However, the installation of bulkheads on private property — as well as retaining walls, docks and stairs — outpaced those conservation efforts, according to the recent study, and Vashon has still seen a net loss of natural shoreline since 2005.
The recently released study, which was conducted using aerial photos and boat-based surveys, also found that much of the shoreline work on Vashon was not permitted. Later this month, King County will send letters to landowners it believes have done unpermitted work, asking them to work with the Department of Permitting and Environmental Review (DPER) to get any required permits. Those who don’t comply could eventually face penalties.
“Initially we’re giving the property owners an opportunity to come into compliance,” said Randy Sandin, a resource product line manager with DPER. “If they ignore the letters, at some point there will be follow-up.”
A King County study of the shoreline of Water Resources Inventory Area 9 (WRIA 9) — an area that stretches from Federal Way to Seattle and includes the Green-Duwamish Watershed and Vashon and Maury islands — found that since 2005, the area has had 1,500 feet of shoreline armoring removed. However, the 92 miles of shoreline in WRIA 9 — about half of which is on Vashon — had more shoreline than that armored and saw a net loss of 70 feet of natural shoreline.
Kollin Higgins, an ecologist with the county Department of Natural Resources and Parks and the author of the study, said he hadn’t parsed out the data for Vashon, but he believes the island has seen approximately 500 feet of shoreline armored in recent years, and like WRIA 9, it lost natural shoreline overall. Some of the recently removed armoring at Dockton Park may not have been included in the study.
The study, done on behalf of WRIA 9’s salmon recovery group, also found that the majority of new bulkheads installed in WRIA 9 were on Vashon, as was most of the work on docks and the majority of shoreline clearing.
Clearing trees and other vegetation on the shoreline or on bluffs above the shore can also be harmful, Higgins explained, as vegetation holds slopes in place and contributes to a healthy beach habitat.
Doug Osterman, the coordinator for WRIA 9, a multi-agency group working toward salmon recovery, called the results of the survey disappointing, especially considering the bulkhead removal work that has occurred throughout WRIA 9. He noted an effort some years ago that removed over 1,000 feet of bulkhead at Seahurst Park in Burien.
“That’s all going on, but we’re never going to catch up to it if there’s more and more bulkheading,” he said. “You’re losing ground essentially, and I think that’s really important to take into consideration what we do from here on out.”
Officials with WRIA 9 are now in the process of reaching out to permitting agencies in the study area, including King County DPER, to discuss the study results and what could be done in the future to assure shoreline work is permitted and that permits take shoreline health into account.
Osterman was especially disappointed, he said, to learn about how much unpermitted work was done in WRIA 9 and on Vashon.

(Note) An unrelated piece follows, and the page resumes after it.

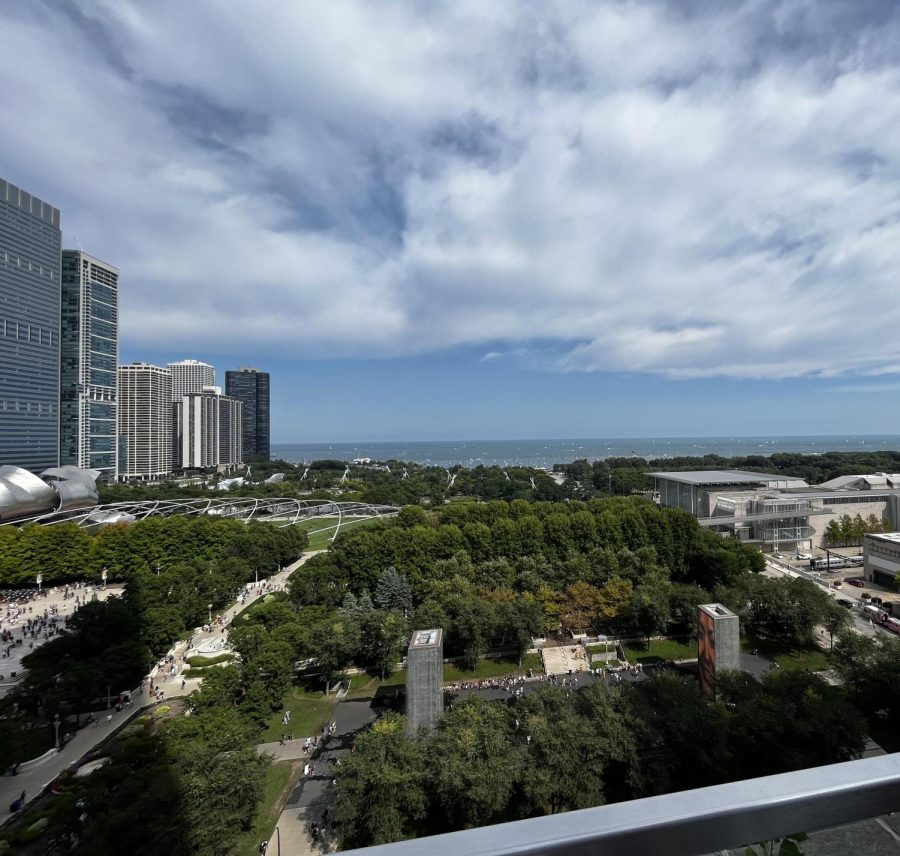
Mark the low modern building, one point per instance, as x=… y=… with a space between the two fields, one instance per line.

Over half of the unpermitted work in WRIA 9 was on Vashon, where of the 93 shoreline changes observed on the island since 2005, only eight of them were permitted by King County. And of the changes that were permitted, many were not carried out exactly to permit requirements.
Higgins, the study’s author, noted that not all of the unpermitted work would affect shoreline health, and it’s possible that some of the changes wouldn’t have required permits. Unpermitted work included major or minor bulkhead repairs, shoreline clearing and the installation of new docks, stairs, retaining walls and boat ramps. The survey found one entirely unpermitted house and two houses that at one point didn’t have proper permits but that DPER had code enforcement cases against.
DPER has typically gone after property owners only when complaints are submitted from the public and the agency investigates. Sandin, with DPER, said that in this case the study findings will be treated similarly to complaints and the agency will work to bring all identified work into compliance. Most of the changes could likely be permitted as is, though some, he said, could require homeowners to make modifications or do mitigation to protect the shoreline.
“We get complaints on things simply from people driving by something, and it’s not like these things are hidden from view,” Sandin said. “They are very visible along the shoreline.”
Osterman, with WRIA 9, said he believes King County should takes its permitting effort one step further, rethinking its policies to be more proactive in its enforcement.
“We have to figure out a way, if there’s the political will to do it, to actually bolster the enforcement mechanisms that we have,” he added. “It does take more than a complaint-driven system.”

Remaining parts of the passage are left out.